Flávio Bolsonaro viaja aos EUA para tentar barrar tarifaço americano

Senador apresentou uma defesa de 86 páginas ao órgão comercial USTR para proteger as exportações e salvar o Pix do imposto americano

06 jul, 2026
Flávio Bolsonaro/ Reprodução/Instagram/@flaviobolsonaro
Flávio Bolsonaro/ Reprodução/Instagram/@flaviobolsonaro

Na noite do último sábado (4), Flávio Bolsonaro realizou uma viagem para Washington, nos EUA, a fim de tentar conter imposto sobre o Pix no Brasil. O senador leva consigo um documento técnico explicando os malefícios do tarifaço. Nesta terça-feira (7), participará da reunião promovida pelo USTR (Escritório do Representante de Comércio dos Estados Unidos), órgão que investiga o caso.

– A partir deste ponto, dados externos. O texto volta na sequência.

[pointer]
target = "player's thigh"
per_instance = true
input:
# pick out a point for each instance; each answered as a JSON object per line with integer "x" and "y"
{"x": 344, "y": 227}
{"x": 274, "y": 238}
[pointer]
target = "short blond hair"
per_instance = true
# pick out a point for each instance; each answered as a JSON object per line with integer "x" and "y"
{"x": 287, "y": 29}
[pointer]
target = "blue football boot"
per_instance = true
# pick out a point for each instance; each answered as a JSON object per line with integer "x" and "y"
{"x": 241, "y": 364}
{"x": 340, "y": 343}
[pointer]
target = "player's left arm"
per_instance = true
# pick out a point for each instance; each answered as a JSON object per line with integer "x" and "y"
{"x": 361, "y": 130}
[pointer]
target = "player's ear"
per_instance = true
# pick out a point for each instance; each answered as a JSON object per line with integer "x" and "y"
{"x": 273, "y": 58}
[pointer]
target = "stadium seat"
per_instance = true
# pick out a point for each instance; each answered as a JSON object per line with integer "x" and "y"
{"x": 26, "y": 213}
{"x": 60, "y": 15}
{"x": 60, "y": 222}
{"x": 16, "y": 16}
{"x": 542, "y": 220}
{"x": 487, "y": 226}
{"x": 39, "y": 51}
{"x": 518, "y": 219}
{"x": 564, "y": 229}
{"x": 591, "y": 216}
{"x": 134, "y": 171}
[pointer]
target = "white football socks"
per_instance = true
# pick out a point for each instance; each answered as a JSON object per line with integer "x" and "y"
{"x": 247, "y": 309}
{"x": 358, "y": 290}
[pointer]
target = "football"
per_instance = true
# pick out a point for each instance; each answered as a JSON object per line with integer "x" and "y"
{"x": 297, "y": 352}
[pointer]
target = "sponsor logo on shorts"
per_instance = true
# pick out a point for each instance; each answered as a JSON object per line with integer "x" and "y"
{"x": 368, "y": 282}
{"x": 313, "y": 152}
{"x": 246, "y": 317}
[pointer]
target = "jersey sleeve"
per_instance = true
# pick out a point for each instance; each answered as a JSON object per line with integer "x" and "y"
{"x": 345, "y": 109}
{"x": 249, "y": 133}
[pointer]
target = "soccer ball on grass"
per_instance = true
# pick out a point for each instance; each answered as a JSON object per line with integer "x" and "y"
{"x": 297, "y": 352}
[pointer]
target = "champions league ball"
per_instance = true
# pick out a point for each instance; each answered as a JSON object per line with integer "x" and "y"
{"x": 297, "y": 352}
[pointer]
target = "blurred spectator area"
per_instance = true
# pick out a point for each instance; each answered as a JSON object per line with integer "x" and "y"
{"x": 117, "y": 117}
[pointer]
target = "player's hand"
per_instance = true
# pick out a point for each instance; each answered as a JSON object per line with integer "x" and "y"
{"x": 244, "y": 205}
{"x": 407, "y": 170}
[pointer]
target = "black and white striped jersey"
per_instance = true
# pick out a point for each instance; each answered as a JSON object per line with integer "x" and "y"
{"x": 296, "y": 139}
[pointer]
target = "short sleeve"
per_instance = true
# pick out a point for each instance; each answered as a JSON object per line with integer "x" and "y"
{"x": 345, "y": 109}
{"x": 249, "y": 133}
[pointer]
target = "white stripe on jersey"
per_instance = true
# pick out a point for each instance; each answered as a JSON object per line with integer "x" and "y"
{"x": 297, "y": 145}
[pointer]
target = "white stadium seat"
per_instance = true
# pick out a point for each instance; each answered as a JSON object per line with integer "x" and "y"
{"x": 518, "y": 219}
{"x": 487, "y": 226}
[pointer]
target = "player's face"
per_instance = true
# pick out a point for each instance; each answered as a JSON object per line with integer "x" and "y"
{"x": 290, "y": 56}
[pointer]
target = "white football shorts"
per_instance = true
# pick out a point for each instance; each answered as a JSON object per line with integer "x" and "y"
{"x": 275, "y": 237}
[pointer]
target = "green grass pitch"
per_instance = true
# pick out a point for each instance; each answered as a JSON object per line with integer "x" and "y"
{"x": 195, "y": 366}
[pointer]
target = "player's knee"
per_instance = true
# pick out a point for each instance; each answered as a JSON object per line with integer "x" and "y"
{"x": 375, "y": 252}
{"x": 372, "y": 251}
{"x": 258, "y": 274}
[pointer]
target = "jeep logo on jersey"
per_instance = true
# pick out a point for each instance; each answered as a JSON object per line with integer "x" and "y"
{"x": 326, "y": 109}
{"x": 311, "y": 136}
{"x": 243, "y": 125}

O parlamentar deve se manifestar às 10h no horário de Washington (11h em Brasília), a fim de tentar conter a tarifa de 25% sobre os produtos brasileiros. Segundo Bolsonaro, o intuito é defender que a taxa não seja imposta e que as autoridades americanas recuem no processo que investiga a inclusão da ferramenta nacional de pagamentos nessa disputa.

Dossiê técnico contra o tarifaço

De acordo com Flávio, a tarifa será prejudicial para os exportadores do país e, principalmente, iria afetar os consumidores do Brasil. Para o senador, a economia nacional já atravessa um momento delicado e, além disso, iria afastar investimentos estrangeiros. Com menos dinheiro em circulação no território brasileiro, a produção iria diminuir e a crise seria passada para o bolso do trabalhador.


Flávio Bolsonaro nos Estados Unidos (Vídeo: reprodução/YouTube/CNNbrasil)


Antes de embarcar, Bolsonaro enviou um documento ao USTR de 86 páginas para conseguir suspender o tarifaço imposto pelos EUA, além de protocolar para que o Pix não entre na disputa entre Estados Unidos e Brasil. Por outro lado, o governo federal conduz negociações paralelas com a gestão norte-americana.

Representantes do Ministério do Desenvolvimento (MDIC) apresentaram propostas focadas em pautas ambientais e na exportação de etanol para tentar frear a decisão de Washington. Contudo, a gestão atual declarou que o funcionamento do Pix é inegociável e rejeita interferências externas no sistema financeiro nacional. O governo dos Estados Unidos deve publicar a resolução definitiva sobre a aplicação ou não das tarifas comerciais até o dia 15 de julho.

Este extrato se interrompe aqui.